Required courses include the new Introduction to African-American Studies (AAS 201) and African Civilizations (AAS 300), along with African-American History I (HIST 383).

The School of Liberal Studies describes the new minor this way:

Students who complete the minor in African-American Studies will explore and articulate the historical, social, political, religious, and literary experiences of African-Americans within the broader context of American and global culture, and critically examine the role of African-Americans in the development of the United States. Through this interdisciplinary minor, students will gain enhanced perspectives and awareness of diverse cultures, and the skills to critically examine, through written and oral reflection, historical and contemporary issues related to race, gender, power, class, social inequality, and social justice. The African-American Studies Minor prepares students to enter into and flourish within the global marketplace and community. 

‘Fertile ground’ for learning

Spalding history instructor Deonte Hollowell teaches African-American history courses at Spalding and helped organize the curriculum for the African-American studies minor.  Hollowell has bachelor’s and master’s degrees in Pan-African studies from the University of Louisville and a doctorate in African-American studies from Temple University.

He said the minor was created out of the passion for the subject matter shared by him and Liberal Studies Faculty Chair Pattie Dillon, a history professor whose courses include a class examining the Jim Crow era (HIST 330).

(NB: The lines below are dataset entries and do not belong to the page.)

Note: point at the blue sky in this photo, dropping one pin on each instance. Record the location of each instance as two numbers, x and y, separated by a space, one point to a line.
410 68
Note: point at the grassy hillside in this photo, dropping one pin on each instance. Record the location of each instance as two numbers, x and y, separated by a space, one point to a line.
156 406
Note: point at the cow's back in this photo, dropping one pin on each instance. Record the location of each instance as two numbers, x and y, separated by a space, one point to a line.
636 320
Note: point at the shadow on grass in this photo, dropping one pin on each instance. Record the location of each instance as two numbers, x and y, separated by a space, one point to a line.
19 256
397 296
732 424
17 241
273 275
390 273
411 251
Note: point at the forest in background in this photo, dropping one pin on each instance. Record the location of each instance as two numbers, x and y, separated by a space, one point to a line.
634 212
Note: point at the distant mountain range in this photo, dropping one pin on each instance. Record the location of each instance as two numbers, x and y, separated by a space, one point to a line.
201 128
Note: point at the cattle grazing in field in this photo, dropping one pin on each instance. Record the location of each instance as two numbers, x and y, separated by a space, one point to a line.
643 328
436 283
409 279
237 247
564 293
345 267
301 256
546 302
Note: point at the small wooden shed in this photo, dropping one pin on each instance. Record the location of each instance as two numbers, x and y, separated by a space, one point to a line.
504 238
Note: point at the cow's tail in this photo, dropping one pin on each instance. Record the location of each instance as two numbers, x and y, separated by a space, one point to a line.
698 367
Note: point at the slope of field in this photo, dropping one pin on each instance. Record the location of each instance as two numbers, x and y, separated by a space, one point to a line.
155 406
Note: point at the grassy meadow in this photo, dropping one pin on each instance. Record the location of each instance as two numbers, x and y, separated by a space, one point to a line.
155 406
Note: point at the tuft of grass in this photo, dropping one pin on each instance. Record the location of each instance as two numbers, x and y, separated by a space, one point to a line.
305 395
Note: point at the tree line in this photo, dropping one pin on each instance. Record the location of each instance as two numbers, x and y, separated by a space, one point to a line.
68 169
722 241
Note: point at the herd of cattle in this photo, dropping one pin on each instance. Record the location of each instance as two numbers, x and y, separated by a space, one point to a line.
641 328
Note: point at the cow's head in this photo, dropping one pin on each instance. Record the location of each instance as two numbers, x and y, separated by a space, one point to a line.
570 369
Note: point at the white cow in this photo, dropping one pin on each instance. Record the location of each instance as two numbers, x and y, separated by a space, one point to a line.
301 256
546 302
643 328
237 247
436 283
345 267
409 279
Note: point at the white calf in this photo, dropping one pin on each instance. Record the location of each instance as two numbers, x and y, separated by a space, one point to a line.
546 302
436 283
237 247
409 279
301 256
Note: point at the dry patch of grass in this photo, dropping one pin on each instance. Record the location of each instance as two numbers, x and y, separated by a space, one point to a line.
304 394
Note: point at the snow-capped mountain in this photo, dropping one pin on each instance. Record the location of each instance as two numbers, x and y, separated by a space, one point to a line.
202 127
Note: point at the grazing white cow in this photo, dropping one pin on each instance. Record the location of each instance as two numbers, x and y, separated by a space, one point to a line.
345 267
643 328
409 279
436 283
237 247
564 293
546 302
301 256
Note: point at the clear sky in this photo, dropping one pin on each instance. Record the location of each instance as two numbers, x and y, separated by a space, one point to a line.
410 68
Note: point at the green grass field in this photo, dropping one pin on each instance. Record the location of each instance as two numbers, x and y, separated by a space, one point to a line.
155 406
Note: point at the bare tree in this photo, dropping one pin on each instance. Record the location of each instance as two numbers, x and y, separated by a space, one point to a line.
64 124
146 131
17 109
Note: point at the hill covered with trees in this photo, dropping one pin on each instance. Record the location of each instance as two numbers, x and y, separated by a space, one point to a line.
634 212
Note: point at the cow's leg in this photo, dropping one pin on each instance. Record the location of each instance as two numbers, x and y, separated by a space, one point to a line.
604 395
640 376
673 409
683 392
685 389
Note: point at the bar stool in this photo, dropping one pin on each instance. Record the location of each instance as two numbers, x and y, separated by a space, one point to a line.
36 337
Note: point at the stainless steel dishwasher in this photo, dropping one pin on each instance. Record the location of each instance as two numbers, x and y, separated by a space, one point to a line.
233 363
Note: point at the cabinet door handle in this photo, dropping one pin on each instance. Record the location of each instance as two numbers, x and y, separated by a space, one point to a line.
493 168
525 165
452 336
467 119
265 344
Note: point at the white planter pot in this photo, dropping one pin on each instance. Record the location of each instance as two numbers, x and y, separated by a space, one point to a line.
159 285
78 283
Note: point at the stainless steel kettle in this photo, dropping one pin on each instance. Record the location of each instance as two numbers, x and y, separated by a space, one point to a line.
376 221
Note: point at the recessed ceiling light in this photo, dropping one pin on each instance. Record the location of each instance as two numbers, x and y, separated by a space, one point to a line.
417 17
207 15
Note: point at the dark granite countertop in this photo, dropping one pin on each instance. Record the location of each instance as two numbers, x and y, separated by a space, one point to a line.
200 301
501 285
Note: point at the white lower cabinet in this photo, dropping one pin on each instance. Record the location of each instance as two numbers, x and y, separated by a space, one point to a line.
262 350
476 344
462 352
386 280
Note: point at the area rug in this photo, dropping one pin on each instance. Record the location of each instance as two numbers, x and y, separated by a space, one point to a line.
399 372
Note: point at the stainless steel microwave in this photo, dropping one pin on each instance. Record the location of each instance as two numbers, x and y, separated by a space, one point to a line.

Hollowell said students have become increasingly interested in the new minor as word about it has spread. He said he has a packed class this term for one of his African-American history courses.

“I think people want that body of knowledge,” Hollowell said, “and when people take my courses and realize it’s about more than just African-American history and facts and a survey type of information and (see that) it’s really about the overall black experience, I think people are interested in taking these courses.”

Hollowell said an African-American studies minor would be a useful complement to many majors on campus, especially if a student’s future profession involves working closely with African-American communities.

“This is a way for you to boost your major,” Hollowell said, “and to have some kind of certification to say you’re qualified to work within this population of folks.”

Students majoring in liberal studies can also make African-American studies their disciplinary concentration.

He said the geographic location of Spalding in downtown Louisville and its mission of embracing compassion, diversity and identity make the university “a fertile ground for something that African-American studies can provide for students.”

Hollowell hopes to see African-American studies offerings at Spalding grow. He mentioned potentially developing a future course on the history of African-American communities and police.

Hollowell would also like to see Spalding eventually try to develop an institute based around African-American studies that would engage the community and that could be a “hub for political activism and an academic and intellectual exchange.”

New courses being offered at Spalding

AAS 201 – The Introduction to African-American Studies: This course traces the black intellectual experience as it manifests on American college campuses.

AAS 300 – African Civilizations: This course provides a survey of Africa’s contributions to world history and civilization beginning around 5000 B.C.E. up to the modern era.

AAS 385 – Special Topics in African American Studies: These courses cover a variety of new themes in African-American Studies inquiry and are offered on an occasional basis.

AAS 349 – Praxis in African-American Studies: This course offers students an opportunity to investigate issues that affect African-Americans in Louisville. Students will work with selected community organizations to work toward negotiations on legislative matters. They will also network with grassroots leaders in the community to research and solve social ills.

ENG 310 – Topics in Sociocultural Linguistics: Through a variety of topics in sociocultural and applied linguistics, students will inquire into critical issues such as language variations among different ethnic groups, linguistic identities, language attitudes and prejudices and others.